Over the course of the next 20 minutes, I played like a man possessed. I dived recklessly into tackles, ran twice as hard as the man I was supposed to mark, and constantly told myself that this was just another game. I don’t think my body was listening. By halftime I looked like I had taken a momentary dip in the college’s heritage well; my head was aching with the lack of composure that usually regulated my body’s physical output. It was then that I realized what my fear truly meant. And for the first time since the match started, I smiled.

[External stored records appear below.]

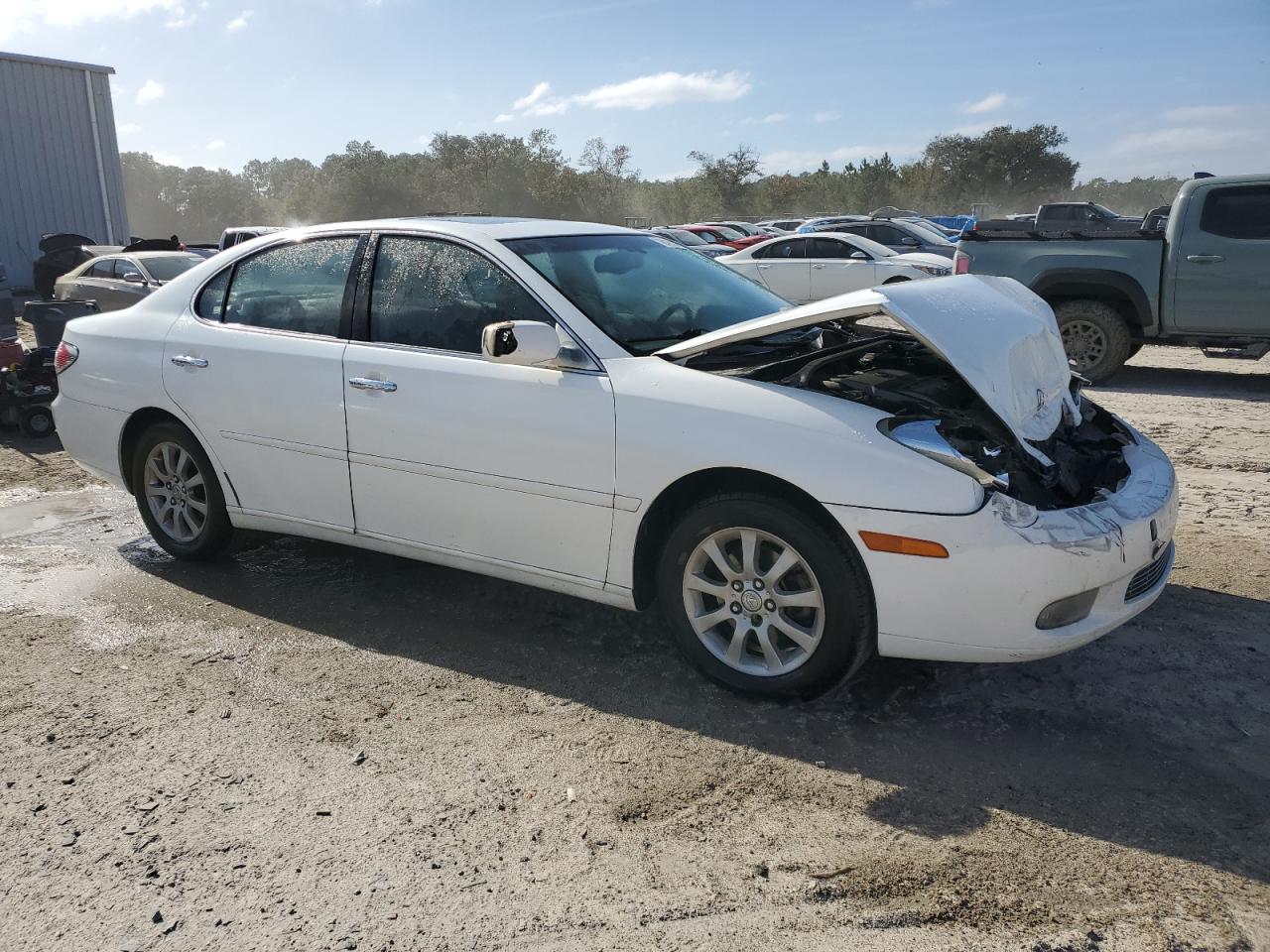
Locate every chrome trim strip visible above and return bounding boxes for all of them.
[348,453,613,509]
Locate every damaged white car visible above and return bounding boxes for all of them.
[55,223,1178,694]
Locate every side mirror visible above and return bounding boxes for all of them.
[480,321,560,367]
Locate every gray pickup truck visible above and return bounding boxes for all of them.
[952,176,1270,382]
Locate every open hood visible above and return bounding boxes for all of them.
[657,274,1080,452]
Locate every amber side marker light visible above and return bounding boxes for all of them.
[860,531,949,558]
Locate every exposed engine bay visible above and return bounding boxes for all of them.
[693,323,1133,509]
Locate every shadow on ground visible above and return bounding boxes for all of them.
[121,536,1270,893]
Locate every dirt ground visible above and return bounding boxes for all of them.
[0,348,1270,952]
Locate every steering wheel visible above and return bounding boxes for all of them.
[657,309,693,327]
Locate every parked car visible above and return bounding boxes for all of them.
[676,225,770,251]
[649,227,733,258]
[32,232,123,300]
[218,225,283,251]
[953,174,1270,382]
[758,218,807,235]
[55,218,1178,694]
[794,214,869,235]
[813,218,956,258]
[54,251,204,311]
[718,232,952,303]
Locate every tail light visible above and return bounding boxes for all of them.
[54,340,78,373]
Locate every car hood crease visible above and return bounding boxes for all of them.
[657,274,1080,459]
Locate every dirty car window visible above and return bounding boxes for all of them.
[505,235,789,353]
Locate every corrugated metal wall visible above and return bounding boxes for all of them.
[0,54,128,287]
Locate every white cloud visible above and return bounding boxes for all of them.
[762,146,922,176]
[137,80,164,105]
[0,0,181,41]
[572,71,749,109]
[512,82,552,112]
[961,92,1011,115]
[504,72,746,122]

I realized that I felt different because that night, I wasn’t playing for myself anymore. I was playing for someone else, someone far more important. None of the hundreds in the crowd had ever seen what it took me to become the footballer I was, but the lady smiling quietly at one dark corner of the field certainly had. She had seen me caked in mud and exhausted from training camps, she had seen me in hospitals with sprained ankles and torn muscles, she had seen me distraught after defeat. She had witnessed and understood the true aspects of my art and my worth as an artist, which is why on that night, the weight of expectations felt heavier than it ever did before.

Before the second half began, I went up to her and talked to her. My heart felt lighter knowing that today, all I had to do to make her proud was just to be myself. Just like how I was the centre of her universe, she was all that mattered tonight and nothing else came remotely close. Win, draw or lose, it didn’t matter anymore; just knowing that she was watching me was all I could be grateful for.

I played the rest of the game with a heart that knew, for the first time that night, just what it had to do. I ran my socks off in the second half and also scored a goal that I still regard as the best of my life, considering who I owed it to. We drew the game 2-2, but the disappointment of the draw didn’t wipe the smile off my face for the whole night. The ground felt familiar once more, and I smiled again. She looked at me, she smiled too; and in that moment, I found my home again.